Com efeito, em 19 de julho do mesmo ano ele havia sido preso imotivadamente por agentes à paisana e levado ao DEOPS/SP. O Secretário de Segurança Pública, o Desembargador Otávio Gonzaga Jr., apenas afirmou, assegurando a impunidade do aparelho de repressão, que não sabia quem o prendera, e que tudo ocorreu por causa do dia confuso, em que Luís Inácio Lula da Silva também havia sido preso, por causa da greve dos metalúrgicos.
O delegado Romeu Tuma negou-se a permitir a identificação dos agentes do DEOPS/SP que teriam cometido o atentado. A investigação foi arquivada sem apontar culpados.

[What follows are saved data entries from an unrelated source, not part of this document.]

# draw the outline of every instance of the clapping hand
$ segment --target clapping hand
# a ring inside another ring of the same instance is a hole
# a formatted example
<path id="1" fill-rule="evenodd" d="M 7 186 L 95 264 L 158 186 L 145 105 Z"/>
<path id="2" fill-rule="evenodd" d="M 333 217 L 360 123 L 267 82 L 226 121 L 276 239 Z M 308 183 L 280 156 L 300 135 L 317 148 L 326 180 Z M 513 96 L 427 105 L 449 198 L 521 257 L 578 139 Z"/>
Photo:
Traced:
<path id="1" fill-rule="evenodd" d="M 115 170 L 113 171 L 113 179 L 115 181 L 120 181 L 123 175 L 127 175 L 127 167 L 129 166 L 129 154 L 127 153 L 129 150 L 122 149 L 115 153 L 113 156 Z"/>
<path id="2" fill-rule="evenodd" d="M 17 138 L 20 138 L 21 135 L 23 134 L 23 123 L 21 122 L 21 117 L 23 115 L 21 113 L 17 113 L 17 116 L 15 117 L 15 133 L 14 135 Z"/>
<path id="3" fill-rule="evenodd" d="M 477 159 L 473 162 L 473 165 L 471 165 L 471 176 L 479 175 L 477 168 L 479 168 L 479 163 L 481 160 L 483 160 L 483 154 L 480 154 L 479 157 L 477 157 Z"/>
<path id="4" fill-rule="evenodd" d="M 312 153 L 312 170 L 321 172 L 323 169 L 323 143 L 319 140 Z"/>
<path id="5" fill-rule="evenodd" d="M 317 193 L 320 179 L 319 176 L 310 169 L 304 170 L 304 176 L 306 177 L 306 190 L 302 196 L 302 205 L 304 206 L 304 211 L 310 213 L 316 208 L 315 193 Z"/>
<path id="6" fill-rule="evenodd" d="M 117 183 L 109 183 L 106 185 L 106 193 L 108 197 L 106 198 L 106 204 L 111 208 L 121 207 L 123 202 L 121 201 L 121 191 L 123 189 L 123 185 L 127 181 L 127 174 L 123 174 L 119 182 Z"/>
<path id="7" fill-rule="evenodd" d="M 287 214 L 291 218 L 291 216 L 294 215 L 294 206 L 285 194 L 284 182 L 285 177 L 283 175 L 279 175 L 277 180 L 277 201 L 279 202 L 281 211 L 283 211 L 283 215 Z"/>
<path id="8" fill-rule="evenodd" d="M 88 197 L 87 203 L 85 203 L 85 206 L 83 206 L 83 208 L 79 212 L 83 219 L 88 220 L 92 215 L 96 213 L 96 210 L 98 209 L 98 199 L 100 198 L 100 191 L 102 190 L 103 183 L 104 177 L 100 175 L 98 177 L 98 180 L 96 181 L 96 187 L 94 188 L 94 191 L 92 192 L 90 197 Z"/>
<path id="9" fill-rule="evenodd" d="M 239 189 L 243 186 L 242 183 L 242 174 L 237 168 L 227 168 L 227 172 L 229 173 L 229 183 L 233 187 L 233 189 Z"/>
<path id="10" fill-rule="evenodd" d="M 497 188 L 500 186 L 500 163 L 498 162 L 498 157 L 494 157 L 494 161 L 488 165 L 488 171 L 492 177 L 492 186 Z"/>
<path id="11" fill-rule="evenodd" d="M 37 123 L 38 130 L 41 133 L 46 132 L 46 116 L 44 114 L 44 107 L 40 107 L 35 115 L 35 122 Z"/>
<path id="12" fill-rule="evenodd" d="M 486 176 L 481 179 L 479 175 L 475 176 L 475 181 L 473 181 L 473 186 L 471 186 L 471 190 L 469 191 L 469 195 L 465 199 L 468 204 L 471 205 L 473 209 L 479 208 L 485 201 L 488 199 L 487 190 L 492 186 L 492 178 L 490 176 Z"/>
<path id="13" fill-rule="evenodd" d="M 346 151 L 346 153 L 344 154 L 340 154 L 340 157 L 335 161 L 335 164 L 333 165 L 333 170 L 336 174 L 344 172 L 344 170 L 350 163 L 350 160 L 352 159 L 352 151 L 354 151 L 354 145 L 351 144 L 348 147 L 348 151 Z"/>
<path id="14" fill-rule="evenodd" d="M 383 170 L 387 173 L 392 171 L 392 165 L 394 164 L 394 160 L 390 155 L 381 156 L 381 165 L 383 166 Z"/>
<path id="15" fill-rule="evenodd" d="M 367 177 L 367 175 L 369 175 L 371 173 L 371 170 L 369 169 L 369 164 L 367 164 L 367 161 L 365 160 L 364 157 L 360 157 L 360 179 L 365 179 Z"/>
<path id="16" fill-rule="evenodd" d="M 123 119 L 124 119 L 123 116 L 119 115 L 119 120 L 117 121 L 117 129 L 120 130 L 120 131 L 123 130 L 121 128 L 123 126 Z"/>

A própria Ordem passou a sofrer ameaças de atentados, o que culminou, no Rio de Janeiro, em agosto de 1980, com a morte da secretária Lyda Monteiro da Silva devido à explosão de carta destinada ao presidente do Conselho Federal da OAB, Eduardo Seabra Fagundes.
Embora o capítulo dessa Comissão se concentre, evidentemente, nos advogados com atuação em São Paulo, Modesto da Silveira é nele citado como uma das referências da época.